Law360.com reports that Dunkin’ Donuts Franchised Restaurants LLC and Baskin-Robbins Franchised Shops LLC have agreed to drop their suit accusing three New York City franchisees of unlawfully using the chains’ trademarks after their franchise agreements had been terminated, now that the defendants have pledged to sell their franchises.

The doughnut and ice cream chains submitted their notice of dismissal with prejudice on Monday in the U.S. District Court for the Eastern District of New York, adding that voluntary dismissal was appropriate because none of the defendants had served an answer or motion for summary judgment in the case.
The dismissal comes nearly two months after Dunkin’ Donuts and Baskin-Robbins notified the court in a Jan. 28 letter requesting the adjournment of an initial pretrial conference that “the parties have reached an informal settlement agreement, pursuant to which defendants will be selling their Dunkin’ Donuts and Baskin-Robbins franchises.”

The closing was scheduled to take place on Feb. 5, but was delayed until the end of February, according to the plaintiffs’ Feb. 5 letter asking the court to keep the case open so that they could continue to prosecute the suit if the closing could not be finalized.

Magistrate Judge Robert M. Levy rescheduled the initial pretrial conference for March 24, but the plaintiffs instead dropped their case Monday.
Dunkin’ Donuts spokesman Andrew Mastrangelo confirmed on Tuesday that the company decided to drop the suit after the defendants voluntarily sold their stores to pay off their outstanding debt.

The stores have been transferred to other franchisees, and the company was pleased with the resolution, Mastrangelo added.
Representatives for the three franchises could not be immediately reached for comment Tuesday.

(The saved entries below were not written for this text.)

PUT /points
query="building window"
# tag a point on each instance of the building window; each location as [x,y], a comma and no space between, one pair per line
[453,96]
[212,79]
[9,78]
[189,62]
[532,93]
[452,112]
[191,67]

The fast food chains originally lodged their suit on Aug. 19, accusing Brooklyn-based Church’s Donuts and Candys Inc., Brooklyn-based Kings Donuts and IceCream Inc. and Queens-based Corona Donuts and Ice Cream Inc. along with their guarantees Shiraz Sutar, Harish Shadadpuri and Sunil Dudani of defaulting on their franchise agreements by failing to pay certain fees and infringing the companies’ trademarks by failing to evacuate their combination Dunkin’ Donuts and Baskin-Robbins locations following the termination of these contracts.

The case is Dunkin’ Donuts Franchised Restaurants LLC et al. v. Church Donuts and Candys Inc. et al., case number 09-cv-03599, in the U.S. District Court for the Eastern District of New York.